I felt I owed the community. And the firm is dedicated to helping build the infrastructure in the Greater Tampa Bay area, so that it attracts and supports high-quality employees in our marketplace. So (the museum) is kind of consistent with everything that I was doing; it wasn’t an independent kind of thing, ‘Hey, I’ll do a museum.’ I wanted to give it to my hometown.

That got heightened by the fact that I was brought on the board of the Dali Museum 26 or 27 years ago, for the purpose of getting the founder and donor of the art (Reynolds and Eleanor Morse) to cooperate with the local business people who were serving on the board, before it was a museum, to actually turn it into a museum. The founder really didn’t care if we were a museum, he just wanted to aggrandize the reputation of Dali, his friend.

I was very close to the Morses by the time I became head of the board, which was about 18 or 19 years ago.

Coleman, John: 1876, Gall-Sitting Bull-Crazy Horse; 2008; Bronze

So I built the new Dali Museum. What did that mean? That meant I got exposed to all the people on that side of the business, architects that had designed museums, contractors that had built museums … when you do that, and you know all those people, it makes sense you would give them a chance to do it again when you thought they did a good job. And the vast majority of them did, so I re-hired ‘em when I decided that I wanted to do a gift to the community that would be more permanent than just having a collection in my firm.

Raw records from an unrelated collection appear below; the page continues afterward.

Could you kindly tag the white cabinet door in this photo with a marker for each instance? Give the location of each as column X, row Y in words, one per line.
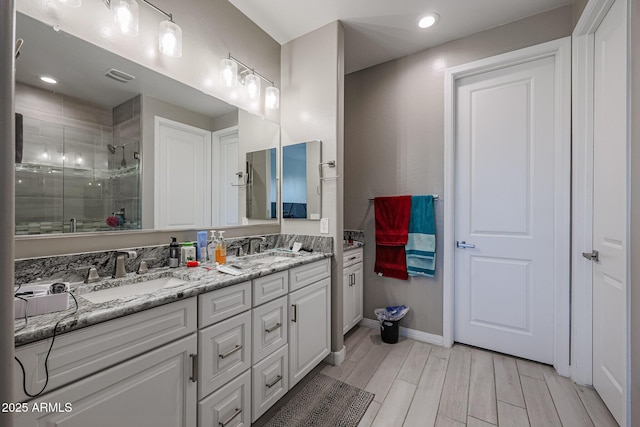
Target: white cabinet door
column 352, row 282
column 356, row 294
column 309, row 328
column 347, row 299
column 151, row 390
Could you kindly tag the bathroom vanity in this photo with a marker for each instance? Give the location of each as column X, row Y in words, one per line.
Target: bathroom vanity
column 215, row 349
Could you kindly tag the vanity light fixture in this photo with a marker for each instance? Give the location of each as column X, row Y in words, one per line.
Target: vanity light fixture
column 71, row 3
column 428, row 20
column 252, row 83
column 272, row 98
column 125, row 14
column 229, row 72
column 233, row 71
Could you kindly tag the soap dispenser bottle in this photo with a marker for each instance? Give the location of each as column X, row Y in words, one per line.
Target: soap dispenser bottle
column 211, row 247
column 174, row 253
column 221, row 250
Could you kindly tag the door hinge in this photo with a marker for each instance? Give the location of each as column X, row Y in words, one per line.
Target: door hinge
column 591, row 256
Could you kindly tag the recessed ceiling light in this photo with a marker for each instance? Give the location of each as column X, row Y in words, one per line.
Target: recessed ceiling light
column 428, row 20
column 48, row 79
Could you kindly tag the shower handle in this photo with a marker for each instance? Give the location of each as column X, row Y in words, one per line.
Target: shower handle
column 465, row 245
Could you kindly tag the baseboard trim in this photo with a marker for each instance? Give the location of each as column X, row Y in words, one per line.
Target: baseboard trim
column 406, row 332
column 336, row 358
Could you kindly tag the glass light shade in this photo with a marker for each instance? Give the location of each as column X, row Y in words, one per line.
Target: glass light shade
column 125, row 15
column 272, row 98
column 71, row 3
column 228, row 72
column 170, row 39
column 252, row 83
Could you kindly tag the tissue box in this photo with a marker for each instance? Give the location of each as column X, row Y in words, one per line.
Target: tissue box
column 40, row 302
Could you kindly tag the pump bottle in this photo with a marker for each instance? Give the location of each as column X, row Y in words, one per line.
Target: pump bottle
column 221, row 250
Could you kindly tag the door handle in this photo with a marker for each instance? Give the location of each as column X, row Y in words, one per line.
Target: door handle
column 591, row 256
column 194, row 368
column 465, row 245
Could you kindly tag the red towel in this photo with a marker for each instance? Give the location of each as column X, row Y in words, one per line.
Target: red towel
column 392, row 232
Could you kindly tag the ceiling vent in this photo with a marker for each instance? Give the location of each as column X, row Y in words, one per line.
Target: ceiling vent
column 118, row 75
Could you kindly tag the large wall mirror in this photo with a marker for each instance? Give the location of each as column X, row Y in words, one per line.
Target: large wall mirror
column 90, row 142
column 301, row 183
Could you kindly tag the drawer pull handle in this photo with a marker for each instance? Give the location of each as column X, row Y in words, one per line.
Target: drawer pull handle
column 238, row 412
column 194, row 368
column 273, row 328
column 274, row 382
column 230, row 352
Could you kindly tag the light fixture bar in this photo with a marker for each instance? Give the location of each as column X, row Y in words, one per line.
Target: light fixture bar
column 249, row 68
column 168, row 15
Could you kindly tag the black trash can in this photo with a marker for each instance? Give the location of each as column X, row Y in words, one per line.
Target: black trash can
column 389, row 330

When you exhibit the art in the right way, it gives it a whole new perspective and appearance. In the Dali, I was flabbergasted by how much better the art was presented when you built a real museum that was consonant with Dali’s personality. And did some things to remind people of what things meant to Dali himself.

I did the same thing with the Western Museum. I’ve been to all the Western museums, well, most of them, and been through the back areas. I’d spoken to boards of trustees at some of those museums about the art of managing a museum. So all that stuff just coalesced into an idea that we could do a museum here that would complement the Dali. We knew it would never be as successful as the Dali, because he’s an icon.


Schenck, Bill.  Oh, You Wanted To See My Guns?, 1991. Oil on canvas

As you say, context is everything. One of the coolest things about the James Museum is the way it’s designed like Southwestern steppes and canyons. Right when you walk in, you’re in the thick of it. It just feels right. It’s not just cold, sterile walls with stuff on them.

Tom James: What Yann Weymouth, our architect, did at the Dali was try to design the outside features into being interesting enough not only to attract people to go and see the architectural features, but then to extend into the inside the feel of what you were trying to present in the museum.

I couldn’t have a statue garden because there wasn’t enough land in the middle of downtown St. Petersburg, so I built that arroyo at the opening, which was meant to look a lot like a small, narrow canyon. We looked at all kinds of stone from around the United States, and Yann found a sandstone that was being mined in India – not in Indian country, in India – that had the striations of the stone in the southwestern United States. So if you were riding in Arizona, you’d see these layers of the different sediments that existed as the mountain, or the bluff, was built up. We tried to reproduce that on the exterior and the interior of the museum, to link the outside with the inside.